Gaza, Ukraine and the Fall of the Liberal International Order, or: How Western Politics Got So Crazy and Why They Seem Poised Only to Get Worse
Every day, I am more convinced that a great part of what is happening today reflects the fading “unipolar moment” of unchallenged liberal American hegemony and the concomitant “fall of the liberal international order.” This order established itself at the end of the Cold War in 1990, and met its demise – without anybody quite noticing – sometime after 2015. Trump’s election and Brexit were the first serious signs of popular opposition to major tenets of international liberalism, while the rapid economic development of China brought the People’s Republic to rough parity with the United States after 2010 and opposed the order for the first time from the outside. In consequence, we now live in a multipolar world, but with a political ethos still premised on American international ascendancy. I fear that this is a very big problem, and that it will only get worse.
The unipolar moment changed Western politics fundamentally. Because we had no serious global or ideological competitors after 1990, our leaders felt free to propagate a bizarre and unbounded species of turbo liberalism. Third-wave feminism, the esoteric doctrines of the rainbow LGBTQIA+ brigade, open-borders immigration and race politics, the ever-escalating climate agenda and similar strangeness all have their separate aetiologies, but what opened the door to them in the first place was the absence of any clear external threat.

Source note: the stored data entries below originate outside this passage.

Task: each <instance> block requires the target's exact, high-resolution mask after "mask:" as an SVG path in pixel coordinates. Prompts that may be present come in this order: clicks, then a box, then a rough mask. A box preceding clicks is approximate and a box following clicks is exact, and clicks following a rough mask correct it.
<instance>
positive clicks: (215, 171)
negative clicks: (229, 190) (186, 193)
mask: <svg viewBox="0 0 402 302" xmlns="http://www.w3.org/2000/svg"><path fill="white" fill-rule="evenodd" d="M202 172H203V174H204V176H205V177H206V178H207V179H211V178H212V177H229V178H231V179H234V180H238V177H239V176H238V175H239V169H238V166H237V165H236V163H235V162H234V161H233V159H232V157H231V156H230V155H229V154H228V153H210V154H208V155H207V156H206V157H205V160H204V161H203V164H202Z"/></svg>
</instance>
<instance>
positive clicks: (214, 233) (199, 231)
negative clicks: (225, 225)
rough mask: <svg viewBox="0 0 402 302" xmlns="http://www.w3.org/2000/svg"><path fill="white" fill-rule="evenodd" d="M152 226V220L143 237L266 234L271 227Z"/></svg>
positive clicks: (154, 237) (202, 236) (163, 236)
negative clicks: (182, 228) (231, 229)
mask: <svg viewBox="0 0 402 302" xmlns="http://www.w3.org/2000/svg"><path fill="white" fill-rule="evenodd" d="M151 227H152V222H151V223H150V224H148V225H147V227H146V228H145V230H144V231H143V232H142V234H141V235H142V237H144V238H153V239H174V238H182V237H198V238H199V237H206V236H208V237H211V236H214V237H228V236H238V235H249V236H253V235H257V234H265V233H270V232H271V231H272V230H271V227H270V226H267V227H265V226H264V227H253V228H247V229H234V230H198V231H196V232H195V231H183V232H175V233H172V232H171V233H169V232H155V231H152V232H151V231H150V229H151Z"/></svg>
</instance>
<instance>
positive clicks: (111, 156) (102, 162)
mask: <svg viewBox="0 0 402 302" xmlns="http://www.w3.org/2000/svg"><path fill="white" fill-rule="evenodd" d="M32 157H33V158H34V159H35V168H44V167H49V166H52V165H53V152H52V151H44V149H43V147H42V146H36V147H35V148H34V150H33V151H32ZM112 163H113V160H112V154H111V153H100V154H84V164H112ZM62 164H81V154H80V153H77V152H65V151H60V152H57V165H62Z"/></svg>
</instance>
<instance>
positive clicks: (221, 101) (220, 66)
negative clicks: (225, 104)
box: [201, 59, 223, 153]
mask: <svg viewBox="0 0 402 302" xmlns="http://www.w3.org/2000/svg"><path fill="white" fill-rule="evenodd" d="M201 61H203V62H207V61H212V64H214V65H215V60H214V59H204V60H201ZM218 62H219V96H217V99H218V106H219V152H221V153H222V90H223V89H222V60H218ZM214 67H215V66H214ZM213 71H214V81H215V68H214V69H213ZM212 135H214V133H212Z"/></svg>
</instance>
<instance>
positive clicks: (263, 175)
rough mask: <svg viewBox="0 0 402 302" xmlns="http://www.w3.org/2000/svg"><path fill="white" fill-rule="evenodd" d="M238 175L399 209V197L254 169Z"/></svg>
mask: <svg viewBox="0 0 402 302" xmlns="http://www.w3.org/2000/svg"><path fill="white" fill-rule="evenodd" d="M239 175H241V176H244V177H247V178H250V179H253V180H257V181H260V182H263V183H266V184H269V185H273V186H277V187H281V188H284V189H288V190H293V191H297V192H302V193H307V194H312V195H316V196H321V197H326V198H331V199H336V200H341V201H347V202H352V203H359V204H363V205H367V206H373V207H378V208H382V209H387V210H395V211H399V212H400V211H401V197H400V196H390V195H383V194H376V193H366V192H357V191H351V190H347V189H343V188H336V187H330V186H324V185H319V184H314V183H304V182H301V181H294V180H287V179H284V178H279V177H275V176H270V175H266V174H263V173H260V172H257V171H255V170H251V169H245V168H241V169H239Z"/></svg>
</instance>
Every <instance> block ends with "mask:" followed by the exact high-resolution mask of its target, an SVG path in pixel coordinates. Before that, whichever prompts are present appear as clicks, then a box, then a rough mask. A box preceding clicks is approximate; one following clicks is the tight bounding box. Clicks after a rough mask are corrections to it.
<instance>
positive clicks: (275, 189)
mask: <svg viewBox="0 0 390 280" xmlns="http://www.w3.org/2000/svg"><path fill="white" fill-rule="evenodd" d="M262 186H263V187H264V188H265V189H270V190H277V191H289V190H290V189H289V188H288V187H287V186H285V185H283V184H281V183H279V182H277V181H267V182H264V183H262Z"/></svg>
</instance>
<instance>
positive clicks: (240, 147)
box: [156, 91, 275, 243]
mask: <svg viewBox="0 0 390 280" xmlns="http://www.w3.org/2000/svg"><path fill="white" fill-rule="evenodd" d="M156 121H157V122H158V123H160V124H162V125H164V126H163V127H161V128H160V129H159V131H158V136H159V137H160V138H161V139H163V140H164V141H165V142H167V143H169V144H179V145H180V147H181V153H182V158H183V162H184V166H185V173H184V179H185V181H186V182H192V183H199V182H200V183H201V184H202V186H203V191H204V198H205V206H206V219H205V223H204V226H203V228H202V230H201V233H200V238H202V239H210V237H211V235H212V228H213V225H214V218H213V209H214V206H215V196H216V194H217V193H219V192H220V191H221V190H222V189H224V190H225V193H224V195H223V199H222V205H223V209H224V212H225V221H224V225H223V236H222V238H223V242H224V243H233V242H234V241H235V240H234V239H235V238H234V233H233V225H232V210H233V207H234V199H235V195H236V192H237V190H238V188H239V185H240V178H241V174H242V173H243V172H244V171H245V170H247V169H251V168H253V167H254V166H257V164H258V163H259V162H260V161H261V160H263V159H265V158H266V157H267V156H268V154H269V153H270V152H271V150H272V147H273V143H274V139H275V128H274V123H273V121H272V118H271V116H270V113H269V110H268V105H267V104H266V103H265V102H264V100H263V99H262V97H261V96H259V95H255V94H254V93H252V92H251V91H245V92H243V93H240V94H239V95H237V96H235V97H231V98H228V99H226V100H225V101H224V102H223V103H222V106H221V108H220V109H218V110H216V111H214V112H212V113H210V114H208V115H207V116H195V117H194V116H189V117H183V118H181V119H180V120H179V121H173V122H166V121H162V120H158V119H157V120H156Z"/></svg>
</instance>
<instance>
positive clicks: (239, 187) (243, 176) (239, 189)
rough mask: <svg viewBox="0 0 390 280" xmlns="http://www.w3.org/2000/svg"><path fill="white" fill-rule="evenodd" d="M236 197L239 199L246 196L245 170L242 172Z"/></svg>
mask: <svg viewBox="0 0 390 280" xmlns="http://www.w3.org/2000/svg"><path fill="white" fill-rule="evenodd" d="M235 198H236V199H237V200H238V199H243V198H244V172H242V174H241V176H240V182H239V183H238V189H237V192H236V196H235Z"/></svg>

These are above all ideological luxuries which the elites of wealthy nations feel they are in a position to afford, but they are all facing increasingly stiff headwinds today. To take the measure of how much things have changed, consider German Chancellor Olaf Scholz’s sudden demand for migrant “deportations on a grand scale” – political rhetoric that would have qualified him as a right-wing extremist just a few years ago. The politics of unbounded, unchallenged liberalism simply aren’t working like they used to, and now Scholz finds himself in an unexpected fight for political survival.